Good advice. I'm used to forums that automatically quote replies.
I'm not sure about this. For example, companies are already storing digital text and image codes using DNA. A cubic cm of DNA is capable of storing 5 petabits of information. The actual total amount of information for something with the energy of the brain itself would necissarily be far larger than what is coded in ways that are usable for the brain's components, because you'd be talking about the total phase space of the brain, all the possible molecular arrangements that are compatible with the observed macrostate. The amount of potential configurations and permutations is astronomical. This huge amount of entropy is true even for a mole of hydrogen gas sitting in a liter container at room temperature. Just think about how large Avogadro's number is.
All this is quite interesting!
I have no idea about geneticism. (Regarding "memory" I have only heard about "genetic memory", ehich is a different thing.)
But, because I am --and always was-- quite interested in the subject of memory, I just searched for memory+DNA+capacity in the present context and found some interesting articles:
- "Are memories stored in DNA?"
(https://www.scienceinpublic.com.au/csl/fellow-dna)
It says "Geoff Faulkner is testing a bold idea— he thinks long-term memory might be stored in our brain’s DNA." Etc. But this is just a "bold idea".
- "DNA can carry memories of traumatic stress down the generations"
(https://cordis.europa.eu/article/id/122740-dna-can-carry-memories-of-traumatic-stress-down-the-generations)
It says, "Animal and human investigations indicate that the impact of trauma experienced by mothers affects early offspring development, but new research is also discovering that it is also actually encoded into the DNA of subsequent generations.". We are talking here about memory of sensations (pain, etc.)
- "Memories may be stored on your DNA"
(https://www.sciencedirect.com/science/article/abs/pii/S0262407908629930)
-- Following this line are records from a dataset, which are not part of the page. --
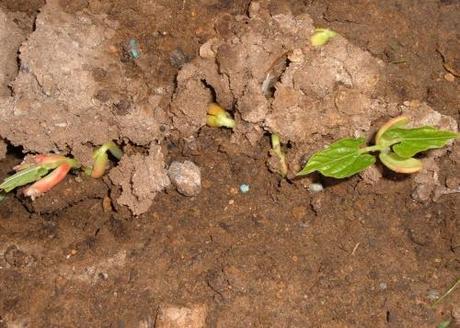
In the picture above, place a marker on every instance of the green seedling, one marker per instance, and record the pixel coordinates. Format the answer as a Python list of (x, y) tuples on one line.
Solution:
[(278, 152), (217, 117), (321, 36), (39, 172), (444, 324), (395, 144), (447, 293), (101, 159)]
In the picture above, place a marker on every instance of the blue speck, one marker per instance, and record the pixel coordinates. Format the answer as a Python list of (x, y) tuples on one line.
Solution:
[(244, 188)]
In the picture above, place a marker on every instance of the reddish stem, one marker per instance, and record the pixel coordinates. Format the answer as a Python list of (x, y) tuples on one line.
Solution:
[(48, 182)]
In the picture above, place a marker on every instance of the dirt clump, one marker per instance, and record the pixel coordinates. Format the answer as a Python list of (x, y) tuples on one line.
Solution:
[(263, 68), (140, 178), (61, 100)]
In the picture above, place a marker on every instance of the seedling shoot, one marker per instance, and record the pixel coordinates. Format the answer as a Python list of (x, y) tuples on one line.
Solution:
[(395, 144)]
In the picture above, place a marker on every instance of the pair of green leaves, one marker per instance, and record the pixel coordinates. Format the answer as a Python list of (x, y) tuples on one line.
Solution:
[(28, 173), (397, 146)]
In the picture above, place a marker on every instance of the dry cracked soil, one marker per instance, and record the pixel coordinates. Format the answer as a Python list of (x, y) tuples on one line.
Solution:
[(128, 250)]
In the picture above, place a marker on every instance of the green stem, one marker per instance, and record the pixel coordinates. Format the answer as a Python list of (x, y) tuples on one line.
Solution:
[(451, 289), (371, 149)]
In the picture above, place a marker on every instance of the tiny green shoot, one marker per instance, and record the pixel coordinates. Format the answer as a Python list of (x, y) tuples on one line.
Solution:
[(447, 293), (395, 143), (101, 158), (321, 36), (217, 117), (278, 152), (444, 324)]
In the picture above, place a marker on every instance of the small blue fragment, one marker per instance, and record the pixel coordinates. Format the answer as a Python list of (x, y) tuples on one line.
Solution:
[(244, 188), (133, 49)]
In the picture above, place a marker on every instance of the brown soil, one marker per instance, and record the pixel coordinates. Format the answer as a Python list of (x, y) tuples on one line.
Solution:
[(353, 255)]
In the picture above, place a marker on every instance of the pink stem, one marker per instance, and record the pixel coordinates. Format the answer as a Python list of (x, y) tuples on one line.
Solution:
[(47, 183)]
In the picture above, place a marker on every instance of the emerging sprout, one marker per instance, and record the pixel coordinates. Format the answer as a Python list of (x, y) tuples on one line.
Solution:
[(276, 151), (321, 36), (217, 117), (38, 172), (396, 144), (101, 159)]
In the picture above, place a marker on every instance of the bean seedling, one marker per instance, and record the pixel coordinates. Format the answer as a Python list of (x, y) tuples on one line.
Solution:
[(217, 117), (38, 172), (282, 168), (395, 143), (321, 36)]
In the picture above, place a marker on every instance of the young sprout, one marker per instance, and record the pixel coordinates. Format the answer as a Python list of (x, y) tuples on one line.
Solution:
[(278, 152), (396, 144), (217, 117), (37, 172), (101, 158), (321, 36)]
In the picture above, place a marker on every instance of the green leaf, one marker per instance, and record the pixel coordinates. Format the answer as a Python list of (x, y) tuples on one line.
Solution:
[(399, 164), (397, 122), (444, 324), (340, 160), (412, 141), (23, 177)]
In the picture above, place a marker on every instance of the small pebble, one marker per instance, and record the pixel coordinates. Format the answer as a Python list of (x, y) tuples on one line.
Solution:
[(315, 187), (449, 77), (244, 188), (186, 176), (433, 295)]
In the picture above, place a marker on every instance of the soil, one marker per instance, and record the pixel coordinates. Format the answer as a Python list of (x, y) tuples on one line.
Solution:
[(354, 255)]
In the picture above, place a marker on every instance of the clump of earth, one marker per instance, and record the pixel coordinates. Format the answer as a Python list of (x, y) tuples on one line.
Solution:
[(74, 92)]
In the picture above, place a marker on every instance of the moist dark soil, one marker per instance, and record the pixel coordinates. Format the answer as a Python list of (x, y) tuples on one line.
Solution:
[(353, 255)]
We read, "Experiments in mice suggest that patterns of chemical “caps” on our DNA may be responsible for preserving long and short-term memories" Mice! And most probably memories of sensations again.
- "DNA could store all of the world's data in one room"
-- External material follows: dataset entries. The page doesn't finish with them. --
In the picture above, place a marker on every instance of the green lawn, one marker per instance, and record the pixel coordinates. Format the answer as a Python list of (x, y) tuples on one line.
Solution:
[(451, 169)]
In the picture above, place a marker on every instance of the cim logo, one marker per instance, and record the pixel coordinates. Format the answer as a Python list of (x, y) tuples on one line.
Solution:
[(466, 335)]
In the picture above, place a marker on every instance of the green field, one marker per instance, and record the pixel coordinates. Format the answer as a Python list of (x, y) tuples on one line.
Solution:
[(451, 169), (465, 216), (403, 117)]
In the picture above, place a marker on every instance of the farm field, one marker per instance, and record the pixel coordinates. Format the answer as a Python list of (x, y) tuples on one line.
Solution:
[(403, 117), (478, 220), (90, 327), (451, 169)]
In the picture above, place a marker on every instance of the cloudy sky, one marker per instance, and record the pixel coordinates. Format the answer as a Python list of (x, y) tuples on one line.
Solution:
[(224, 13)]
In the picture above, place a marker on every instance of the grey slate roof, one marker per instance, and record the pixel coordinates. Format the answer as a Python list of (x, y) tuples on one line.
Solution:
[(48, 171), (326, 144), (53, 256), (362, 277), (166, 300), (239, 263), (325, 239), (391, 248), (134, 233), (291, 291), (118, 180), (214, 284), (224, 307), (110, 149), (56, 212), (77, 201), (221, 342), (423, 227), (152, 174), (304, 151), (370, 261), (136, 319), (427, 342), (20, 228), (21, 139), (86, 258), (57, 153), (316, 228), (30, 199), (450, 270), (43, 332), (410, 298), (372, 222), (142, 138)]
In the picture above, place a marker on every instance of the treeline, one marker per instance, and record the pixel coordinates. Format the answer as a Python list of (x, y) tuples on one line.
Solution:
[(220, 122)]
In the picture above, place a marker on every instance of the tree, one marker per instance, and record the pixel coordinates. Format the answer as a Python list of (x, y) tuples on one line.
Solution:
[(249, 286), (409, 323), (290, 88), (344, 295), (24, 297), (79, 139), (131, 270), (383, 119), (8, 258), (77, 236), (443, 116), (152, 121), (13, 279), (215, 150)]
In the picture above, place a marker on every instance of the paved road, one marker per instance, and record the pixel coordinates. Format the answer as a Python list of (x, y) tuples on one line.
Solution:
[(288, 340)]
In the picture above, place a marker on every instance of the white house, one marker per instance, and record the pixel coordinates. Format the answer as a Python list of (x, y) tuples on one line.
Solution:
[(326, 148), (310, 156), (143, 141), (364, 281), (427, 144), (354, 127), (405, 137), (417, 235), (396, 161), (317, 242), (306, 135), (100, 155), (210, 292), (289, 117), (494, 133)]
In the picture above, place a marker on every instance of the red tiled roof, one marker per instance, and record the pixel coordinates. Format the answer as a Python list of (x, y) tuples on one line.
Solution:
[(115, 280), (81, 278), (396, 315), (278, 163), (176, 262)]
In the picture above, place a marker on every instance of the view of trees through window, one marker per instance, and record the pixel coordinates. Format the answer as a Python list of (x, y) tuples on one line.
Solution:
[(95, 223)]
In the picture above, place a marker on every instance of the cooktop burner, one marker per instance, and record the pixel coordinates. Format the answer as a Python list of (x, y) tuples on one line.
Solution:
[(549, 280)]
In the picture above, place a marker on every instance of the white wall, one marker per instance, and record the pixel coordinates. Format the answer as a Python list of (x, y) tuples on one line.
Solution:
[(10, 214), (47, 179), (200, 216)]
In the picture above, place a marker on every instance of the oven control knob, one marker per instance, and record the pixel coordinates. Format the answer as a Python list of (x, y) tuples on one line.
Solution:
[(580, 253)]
(https://www.science.org/content/article/dna-could-store-all-worlds-data-one-room)
Subtitle: "New algorithm delivers the highest-ever density for large-scale data storage"
It talks about what you describe in your post. More precisely, "Now, researchers report that they've come up with a new way to encode digital data in DNA to create the highest-density large-scale data storage scheme ever invented. Capable of storing 215 petabytes (215 million gigabytes) in a single gram of DNA, the system could, in principle, store every bit of datum ever recorded by humans in a container about the size and weight of a couple of pickup trucks. But whether the technology takes off may depend on its cost."
Well, I don't know if by "humans" they mean "all the humans together" or just "any human" ... Because I can't think of a human brain with the size of two pickup trucks! :grin:
Besides, the project is still in its infancy ...
And so on. See, scienitists, in general, are so eager to find and prove that human memory is located and processed in the brain, that every now and then they come up with "exotic" theories, which of course fade away after some time, to be replaced with new ones. I have mentioned elsewhere in TPF, that they are using the wrong tools in getting involved in realms that are outside theirs. Some of them of course admit that some things are just a "mystery" and/or outside the realm of Science. Scientists are doing great things regarding matter and energy. Let them keep on in that realm!
(Note: I am referring to conventional Science and scientists; not the scientifc research, methods, experiments, etc. in general.)